- Selitë Location within Albania
- Coordinates: 41°47′N 20°5′E﻿ / ﻿41.783°N 20.083°E
- Country: Albania
- County: Lezhë
- Municipality: Mirditë

Population (2023)
- • Administrative unit: 358
- Time zone: UTC+1 (CET)
- • Summer (DST): UTC+2 (CEST)

= Selitë, Mirditë =

Selitë is a former municipality in the Lezhë County, northwestern Albania. At the 2015 local government reform it became a subdivision of the municipality Mirditë. The population at the 2023 census was 358.
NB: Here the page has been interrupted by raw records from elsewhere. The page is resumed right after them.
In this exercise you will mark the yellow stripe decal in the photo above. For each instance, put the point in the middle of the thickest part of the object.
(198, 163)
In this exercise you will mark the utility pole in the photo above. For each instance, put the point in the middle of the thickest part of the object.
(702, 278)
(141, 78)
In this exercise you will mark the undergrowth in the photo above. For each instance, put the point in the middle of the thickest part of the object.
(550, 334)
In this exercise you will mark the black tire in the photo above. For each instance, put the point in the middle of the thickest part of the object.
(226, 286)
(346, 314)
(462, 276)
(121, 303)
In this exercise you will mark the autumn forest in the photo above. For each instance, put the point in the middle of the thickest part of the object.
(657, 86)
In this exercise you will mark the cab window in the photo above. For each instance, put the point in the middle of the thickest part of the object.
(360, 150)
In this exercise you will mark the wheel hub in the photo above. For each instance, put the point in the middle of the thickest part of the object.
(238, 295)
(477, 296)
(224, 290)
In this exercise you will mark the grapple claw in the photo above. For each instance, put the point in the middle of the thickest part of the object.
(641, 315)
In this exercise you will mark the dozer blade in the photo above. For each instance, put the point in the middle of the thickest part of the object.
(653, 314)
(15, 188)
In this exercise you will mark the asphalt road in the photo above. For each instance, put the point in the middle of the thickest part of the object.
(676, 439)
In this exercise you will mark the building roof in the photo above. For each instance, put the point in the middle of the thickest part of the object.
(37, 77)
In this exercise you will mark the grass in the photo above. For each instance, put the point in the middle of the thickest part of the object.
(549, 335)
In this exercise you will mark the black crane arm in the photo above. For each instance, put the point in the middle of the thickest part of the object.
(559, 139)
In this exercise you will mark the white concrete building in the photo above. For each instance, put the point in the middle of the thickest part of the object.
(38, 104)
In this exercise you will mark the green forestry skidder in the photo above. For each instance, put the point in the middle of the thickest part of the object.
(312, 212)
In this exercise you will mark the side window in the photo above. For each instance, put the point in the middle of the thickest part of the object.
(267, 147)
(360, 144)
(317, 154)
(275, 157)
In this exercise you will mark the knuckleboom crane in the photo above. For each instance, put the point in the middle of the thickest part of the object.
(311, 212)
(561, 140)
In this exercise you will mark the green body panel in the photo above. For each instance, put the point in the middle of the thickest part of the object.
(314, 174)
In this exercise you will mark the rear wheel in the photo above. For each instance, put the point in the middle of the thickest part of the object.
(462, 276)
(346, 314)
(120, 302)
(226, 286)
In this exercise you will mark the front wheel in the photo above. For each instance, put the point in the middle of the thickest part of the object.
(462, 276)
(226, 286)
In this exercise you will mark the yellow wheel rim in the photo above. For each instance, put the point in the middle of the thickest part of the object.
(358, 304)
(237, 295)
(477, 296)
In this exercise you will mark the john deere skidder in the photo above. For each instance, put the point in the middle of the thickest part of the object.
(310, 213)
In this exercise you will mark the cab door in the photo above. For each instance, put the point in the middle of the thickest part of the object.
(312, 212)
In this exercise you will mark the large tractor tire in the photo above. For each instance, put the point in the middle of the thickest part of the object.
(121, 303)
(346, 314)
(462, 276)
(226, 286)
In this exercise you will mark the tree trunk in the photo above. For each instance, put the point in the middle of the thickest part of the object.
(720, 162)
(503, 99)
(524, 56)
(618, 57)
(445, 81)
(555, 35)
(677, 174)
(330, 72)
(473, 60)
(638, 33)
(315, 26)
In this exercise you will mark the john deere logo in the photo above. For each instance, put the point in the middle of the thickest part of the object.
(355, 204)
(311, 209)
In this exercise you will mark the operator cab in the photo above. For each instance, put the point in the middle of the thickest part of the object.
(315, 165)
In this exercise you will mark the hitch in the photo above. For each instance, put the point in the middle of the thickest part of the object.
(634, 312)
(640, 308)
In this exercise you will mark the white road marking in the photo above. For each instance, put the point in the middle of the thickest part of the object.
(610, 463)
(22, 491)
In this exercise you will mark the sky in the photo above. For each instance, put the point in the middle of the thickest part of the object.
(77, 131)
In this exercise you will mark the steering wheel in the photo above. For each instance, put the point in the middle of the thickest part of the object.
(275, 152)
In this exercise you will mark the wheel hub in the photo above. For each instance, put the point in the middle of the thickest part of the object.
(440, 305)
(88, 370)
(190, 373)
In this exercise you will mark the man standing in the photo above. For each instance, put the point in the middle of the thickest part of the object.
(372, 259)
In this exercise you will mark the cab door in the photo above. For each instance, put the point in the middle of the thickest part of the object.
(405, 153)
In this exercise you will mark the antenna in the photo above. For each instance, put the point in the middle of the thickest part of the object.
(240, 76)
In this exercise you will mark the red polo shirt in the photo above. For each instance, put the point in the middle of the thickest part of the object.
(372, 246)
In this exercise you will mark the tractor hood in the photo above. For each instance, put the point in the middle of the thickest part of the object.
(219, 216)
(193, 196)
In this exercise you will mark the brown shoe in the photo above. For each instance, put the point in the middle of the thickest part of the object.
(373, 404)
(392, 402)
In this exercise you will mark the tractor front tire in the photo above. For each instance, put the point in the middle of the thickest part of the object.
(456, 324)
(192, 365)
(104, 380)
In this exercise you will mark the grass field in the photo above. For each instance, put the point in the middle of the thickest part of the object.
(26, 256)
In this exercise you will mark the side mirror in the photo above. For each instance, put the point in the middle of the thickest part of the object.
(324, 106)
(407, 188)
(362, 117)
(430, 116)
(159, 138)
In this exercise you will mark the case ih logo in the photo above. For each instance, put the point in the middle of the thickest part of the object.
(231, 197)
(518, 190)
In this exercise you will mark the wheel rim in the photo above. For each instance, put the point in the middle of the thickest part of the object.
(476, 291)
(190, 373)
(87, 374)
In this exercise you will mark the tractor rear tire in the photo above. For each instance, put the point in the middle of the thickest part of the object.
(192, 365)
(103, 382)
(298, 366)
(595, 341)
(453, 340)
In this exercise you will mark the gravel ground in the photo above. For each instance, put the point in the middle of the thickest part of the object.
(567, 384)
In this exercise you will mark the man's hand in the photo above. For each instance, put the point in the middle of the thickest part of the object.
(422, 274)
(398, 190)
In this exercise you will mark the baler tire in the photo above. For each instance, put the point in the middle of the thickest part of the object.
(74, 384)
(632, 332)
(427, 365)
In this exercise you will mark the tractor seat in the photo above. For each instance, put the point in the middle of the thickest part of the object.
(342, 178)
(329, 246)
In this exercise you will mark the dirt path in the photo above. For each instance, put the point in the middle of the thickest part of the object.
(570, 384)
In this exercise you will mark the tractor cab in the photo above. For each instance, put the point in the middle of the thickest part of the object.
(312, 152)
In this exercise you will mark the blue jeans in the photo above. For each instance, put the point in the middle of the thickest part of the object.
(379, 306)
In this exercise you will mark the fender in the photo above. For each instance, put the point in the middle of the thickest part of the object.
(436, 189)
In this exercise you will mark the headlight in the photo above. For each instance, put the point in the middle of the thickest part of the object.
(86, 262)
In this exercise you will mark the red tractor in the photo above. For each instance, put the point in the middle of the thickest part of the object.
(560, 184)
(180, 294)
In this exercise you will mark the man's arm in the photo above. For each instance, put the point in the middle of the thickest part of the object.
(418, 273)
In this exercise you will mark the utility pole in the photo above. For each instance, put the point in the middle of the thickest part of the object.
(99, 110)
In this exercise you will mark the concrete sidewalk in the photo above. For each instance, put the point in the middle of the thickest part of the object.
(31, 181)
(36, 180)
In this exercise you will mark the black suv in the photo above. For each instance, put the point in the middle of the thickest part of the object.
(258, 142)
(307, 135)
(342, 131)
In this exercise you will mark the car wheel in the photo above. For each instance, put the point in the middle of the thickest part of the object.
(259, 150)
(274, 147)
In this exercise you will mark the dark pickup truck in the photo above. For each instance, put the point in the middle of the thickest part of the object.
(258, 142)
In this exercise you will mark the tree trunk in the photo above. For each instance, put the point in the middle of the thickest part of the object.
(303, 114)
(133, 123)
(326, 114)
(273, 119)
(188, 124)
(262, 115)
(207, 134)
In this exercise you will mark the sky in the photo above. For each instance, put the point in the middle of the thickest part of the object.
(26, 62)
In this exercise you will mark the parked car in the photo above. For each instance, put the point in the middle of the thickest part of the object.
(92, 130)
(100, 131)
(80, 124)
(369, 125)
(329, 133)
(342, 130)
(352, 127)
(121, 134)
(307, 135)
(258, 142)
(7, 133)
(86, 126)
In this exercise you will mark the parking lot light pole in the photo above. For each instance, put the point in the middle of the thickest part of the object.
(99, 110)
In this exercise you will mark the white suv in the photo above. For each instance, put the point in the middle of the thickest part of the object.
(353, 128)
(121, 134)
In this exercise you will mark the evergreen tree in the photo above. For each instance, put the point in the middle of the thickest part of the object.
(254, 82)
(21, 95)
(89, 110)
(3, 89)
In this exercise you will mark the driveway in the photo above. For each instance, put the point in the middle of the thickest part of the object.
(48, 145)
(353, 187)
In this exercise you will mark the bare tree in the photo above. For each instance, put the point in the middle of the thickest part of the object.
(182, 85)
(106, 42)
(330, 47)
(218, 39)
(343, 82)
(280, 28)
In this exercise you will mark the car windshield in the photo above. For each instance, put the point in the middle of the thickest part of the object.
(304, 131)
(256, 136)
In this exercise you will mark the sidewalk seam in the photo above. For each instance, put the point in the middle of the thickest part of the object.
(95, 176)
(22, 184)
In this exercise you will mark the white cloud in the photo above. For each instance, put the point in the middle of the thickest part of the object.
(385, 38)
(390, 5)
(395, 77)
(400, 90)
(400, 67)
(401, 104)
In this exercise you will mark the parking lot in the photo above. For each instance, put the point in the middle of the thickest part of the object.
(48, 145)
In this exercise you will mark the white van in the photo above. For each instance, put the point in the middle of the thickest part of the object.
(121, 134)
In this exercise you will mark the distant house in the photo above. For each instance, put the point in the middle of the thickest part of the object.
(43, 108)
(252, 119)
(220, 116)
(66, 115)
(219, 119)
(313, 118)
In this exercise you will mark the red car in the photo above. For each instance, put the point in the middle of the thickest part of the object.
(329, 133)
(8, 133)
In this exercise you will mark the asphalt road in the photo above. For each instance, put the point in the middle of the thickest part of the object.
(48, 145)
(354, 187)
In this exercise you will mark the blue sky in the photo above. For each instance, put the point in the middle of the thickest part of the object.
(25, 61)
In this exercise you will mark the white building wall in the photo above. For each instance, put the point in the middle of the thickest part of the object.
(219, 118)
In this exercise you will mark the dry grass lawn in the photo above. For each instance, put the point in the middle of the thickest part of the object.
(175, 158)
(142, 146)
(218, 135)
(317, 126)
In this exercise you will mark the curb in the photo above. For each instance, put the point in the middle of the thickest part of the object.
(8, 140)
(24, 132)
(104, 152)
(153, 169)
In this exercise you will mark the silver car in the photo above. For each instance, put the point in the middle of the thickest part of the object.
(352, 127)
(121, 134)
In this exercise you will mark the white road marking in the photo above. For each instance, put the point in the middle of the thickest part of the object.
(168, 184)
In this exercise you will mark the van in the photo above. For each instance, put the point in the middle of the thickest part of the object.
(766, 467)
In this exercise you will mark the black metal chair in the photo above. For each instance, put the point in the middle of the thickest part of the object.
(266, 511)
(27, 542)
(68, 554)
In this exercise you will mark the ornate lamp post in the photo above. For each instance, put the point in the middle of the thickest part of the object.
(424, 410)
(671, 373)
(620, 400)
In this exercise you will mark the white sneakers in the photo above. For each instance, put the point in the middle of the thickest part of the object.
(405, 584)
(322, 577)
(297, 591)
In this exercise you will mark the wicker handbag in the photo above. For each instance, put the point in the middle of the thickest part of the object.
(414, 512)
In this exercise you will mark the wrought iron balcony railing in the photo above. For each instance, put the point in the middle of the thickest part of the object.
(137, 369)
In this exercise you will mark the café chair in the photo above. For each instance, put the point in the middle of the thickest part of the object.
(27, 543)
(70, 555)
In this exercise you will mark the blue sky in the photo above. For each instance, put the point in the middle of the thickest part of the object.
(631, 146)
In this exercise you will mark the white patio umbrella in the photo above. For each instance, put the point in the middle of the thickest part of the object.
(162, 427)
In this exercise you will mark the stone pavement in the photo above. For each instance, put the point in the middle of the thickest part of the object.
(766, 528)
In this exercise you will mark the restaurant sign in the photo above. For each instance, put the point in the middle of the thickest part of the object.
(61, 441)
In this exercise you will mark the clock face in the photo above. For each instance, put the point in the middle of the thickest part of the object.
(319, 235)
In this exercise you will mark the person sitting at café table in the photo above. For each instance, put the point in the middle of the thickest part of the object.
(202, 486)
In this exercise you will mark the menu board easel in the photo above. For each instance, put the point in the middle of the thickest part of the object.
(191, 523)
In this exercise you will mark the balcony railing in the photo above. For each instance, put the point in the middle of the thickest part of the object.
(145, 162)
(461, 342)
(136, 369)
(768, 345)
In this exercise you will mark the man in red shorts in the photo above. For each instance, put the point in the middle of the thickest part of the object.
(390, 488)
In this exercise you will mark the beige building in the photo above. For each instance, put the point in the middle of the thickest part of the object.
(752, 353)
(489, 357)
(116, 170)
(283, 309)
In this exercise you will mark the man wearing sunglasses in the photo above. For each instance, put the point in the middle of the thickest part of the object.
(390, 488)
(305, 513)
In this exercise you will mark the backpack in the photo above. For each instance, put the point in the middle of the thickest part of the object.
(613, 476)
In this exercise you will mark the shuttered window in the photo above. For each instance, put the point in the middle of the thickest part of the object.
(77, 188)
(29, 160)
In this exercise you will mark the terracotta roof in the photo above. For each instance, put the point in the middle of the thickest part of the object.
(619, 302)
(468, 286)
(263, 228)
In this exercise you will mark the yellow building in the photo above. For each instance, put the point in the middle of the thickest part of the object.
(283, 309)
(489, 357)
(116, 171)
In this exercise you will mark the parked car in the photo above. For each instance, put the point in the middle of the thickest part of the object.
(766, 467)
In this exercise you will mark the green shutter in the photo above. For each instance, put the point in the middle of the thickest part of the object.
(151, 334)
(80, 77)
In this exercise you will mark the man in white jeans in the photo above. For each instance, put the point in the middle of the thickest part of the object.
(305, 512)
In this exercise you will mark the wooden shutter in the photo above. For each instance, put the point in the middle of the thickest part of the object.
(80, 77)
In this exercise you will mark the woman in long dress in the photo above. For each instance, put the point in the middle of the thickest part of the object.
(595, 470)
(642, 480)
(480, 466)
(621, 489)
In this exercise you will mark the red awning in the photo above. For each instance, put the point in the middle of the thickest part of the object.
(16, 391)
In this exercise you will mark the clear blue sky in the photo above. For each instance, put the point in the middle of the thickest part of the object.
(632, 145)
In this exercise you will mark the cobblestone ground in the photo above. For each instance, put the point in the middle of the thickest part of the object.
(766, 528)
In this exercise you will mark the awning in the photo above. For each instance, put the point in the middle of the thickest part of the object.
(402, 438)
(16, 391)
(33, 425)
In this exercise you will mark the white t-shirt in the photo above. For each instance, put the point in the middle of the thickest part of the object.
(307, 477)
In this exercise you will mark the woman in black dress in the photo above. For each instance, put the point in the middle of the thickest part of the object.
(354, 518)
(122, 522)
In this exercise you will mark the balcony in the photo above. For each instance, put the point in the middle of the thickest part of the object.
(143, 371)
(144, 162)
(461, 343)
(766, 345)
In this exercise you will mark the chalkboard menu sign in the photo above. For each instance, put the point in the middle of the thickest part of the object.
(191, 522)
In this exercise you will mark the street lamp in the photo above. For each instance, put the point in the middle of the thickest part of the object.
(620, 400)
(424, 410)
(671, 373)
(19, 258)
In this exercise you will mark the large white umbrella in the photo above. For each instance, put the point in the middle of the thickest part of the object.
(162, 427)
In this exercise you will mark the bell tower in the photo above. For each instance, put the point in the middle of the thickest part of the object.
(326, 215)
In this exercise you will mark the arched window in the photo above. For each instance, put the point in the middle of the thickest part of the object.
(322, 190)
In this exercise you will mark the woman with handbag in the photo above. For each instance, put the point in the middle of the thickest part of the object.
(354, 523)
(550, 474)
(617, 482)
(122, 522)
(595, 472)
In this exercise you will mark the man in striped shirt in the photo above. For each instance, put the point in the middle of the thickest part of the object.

The settlement holding town status is Kurbnesh. The municipal unit was once part of the Oher district, but this district was divided between Mati and Mirdita.

== Demographic history ==
Selitë is recorded in the Ottoman defter of 1467 as a hass-ı mir-liva property in the vilayet of Uraka. The village had a total of 16 households which were represented by the following household heads: Progon Bardhi, Petër Dajçi, Lazar Stepani, Peter Skura, Kal Gjirgj Gjika, Lika Gurbanëshi, Manko Gurbanëshi, Gjon Mirdidi, Lika Miljoti, Pal Luka, Gjon Dajçi, Peter Luka, Gjon Karusi, Lazar Gjika, Andrija Luzi, and Mati.